Distribution of alternative 5′-splice sites relative to the dominant splice site. (A) The frequency of alternative 5′-splice-site activation is shown in nucleotide resolution. The Y-axis indicates the number of alternative splice sites. The X-axis indicates the nucleotide distance between alternative and dominant splice sites. Alternative 5′-splice sites upstream from the exon/intron boundary are denoted as negative, those downstream are positive. (B) The probability that a GU is activated as an alternative 5′-splice site is plotted as a function of nucleotide distance from the dominant splice site. Each point was calculated by dividing the number of alternative splice-site usage events at a particular distance from the dominant splice site by the total number of times GU occurs at that same distance from splice sites within the human genome (∼125,000 exons). The Y-axis is shown in log scale. The asterisk at the −4 position denotes that the probability calculation at this position does not include the probability of 0.016 that a GC dinucleotide is used as a splice donor, which accounts for 46% of all events at this position.

FIGURE 2.

FIGURE 2.

Alignment of alternative 5′-splice sites. (A) Sequence context around dominant and alternative 5′-splice sites. (B) Comparison of the nucleotide bias of constitutive 5′-splice sites (∼125,000 exons) with alternative splice-site activation at positions −4 and +4. The green bars indicate exon sequences of the dominant splice site. The red dashed bars designate exon sequences of the alternative splice site. The numbers to the right indicated the sample size used to generate the sequence pictograms.

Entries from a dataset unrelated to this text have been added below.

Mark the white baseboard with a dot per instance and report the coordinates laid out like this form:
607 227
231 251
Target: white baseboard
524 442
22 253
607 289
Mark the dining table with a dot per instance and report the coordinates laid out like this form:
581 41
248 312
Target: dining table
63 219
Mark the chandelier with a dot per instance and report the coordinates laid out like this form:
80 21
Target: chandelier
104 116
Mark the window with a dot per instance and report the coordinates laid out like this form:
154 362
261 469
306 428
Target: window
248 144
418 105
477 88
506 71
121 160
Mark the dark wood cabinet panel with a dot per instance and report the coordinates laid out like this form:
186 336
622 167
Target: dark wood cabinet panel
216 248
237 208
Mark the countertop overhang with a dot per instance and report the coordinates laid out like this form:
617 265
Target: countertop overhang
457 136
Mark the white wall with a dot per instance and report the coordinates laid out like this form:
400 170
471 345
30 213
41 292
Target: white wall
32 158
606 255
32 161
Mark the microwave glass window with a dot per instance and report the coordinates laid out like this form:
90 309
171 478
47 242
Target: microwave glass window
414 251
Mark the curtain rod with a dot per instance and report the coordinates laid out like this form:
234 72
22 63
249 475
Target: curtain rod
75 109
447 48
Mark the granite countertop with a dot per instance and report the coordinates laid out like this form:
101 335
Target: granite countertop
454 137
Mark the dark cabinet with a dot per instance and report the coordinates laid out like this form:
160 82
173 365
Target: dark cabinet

It is possible that alternative 5′-splice-site selection +4 or −4 nt from the dominant splice site results from overlapping U1 snRNA binding sites, or from differential interactions of U6 snRNA with the 5′-splice site, as recently described (Brackenridge et al. 2003). To evaluate these possibilities, we computed the U1 snRNA and U6 snRNA base-pairing potential for each alternative splice site. The differences in base-pairing potential were then compared with corresponding values generated from 20,000 randomly selected constitutive 5′-splice sites. On average, no significant differences in the U6 snRNA binding potential were observed between alternatively and constitutively spliced 5′-splice sites (Table 1). In contrast, when compared to the control group, our base-pair interaction analysis shows that the strength of U1 snRNP interaction in the +4 or −4 position is significantly stronger for alternatively spliced examples (p < 0.000001). On average, a difference of four to five hydrogen bonds is observed between alternative and constitutive 5′-splice sites (Table 2). Although we cannot exclude the possibility that differential U6 snRNA alignment promotes the selection of alternative 5′-splice sites for certain exons, the results of this comparative analysis suggest that the most common mechanism of alternative 5′-splice-site activation is based on differential U1 snRNA binding.

TABLE 1.

U6 snRNP binding potential with overlapping 5′-splice sites

graphic file with name 2047tbl1.jpg

TABLE 2.

U1 snRNP binding potential with overlapping 5′-splice sites

graphic file with name 2047tbl2.jpg

Surprisingly, 46% of the alternative 5′-splice sites located 4 nt upstream from the dominant splice site contain a G in their +1 position and a C in their +2 position instead of the canonical GU (Fig. 2B). This is a highly significant enrichment considering that only 0.37% of constitutive splice sites utilize a GC in their +1/+2 position (p < 0.0000001). Previous studies demonstrated that a GU at the exon/intron junction can be replaced by a GC and still allow accurate cleavage, however, at considerably slower rates (Aebi et al. 1987). Thus, it is plausible that a GC at the alternative splice site may create a kinetic advantage for splicing to the dominant splice site. Sequence analysis of all internal exons indicates that GC dinucleotides at positions −4/−3 relative to the dominant 5′-splice site are five times more likely to occur than GU dinucleotides. The probability of GU dinucleotides to occur at other upstream positions within the exon is 4%–5%. However, at the −4/−3 position, GU dinucleotides are observed with only a 1.4% probability. In contrast, the probability of GC in the −4/−3 position is increased from 6% to 8.4%. Therefore, it seems that GU dinucleotides are selected against at the −4/−3 position.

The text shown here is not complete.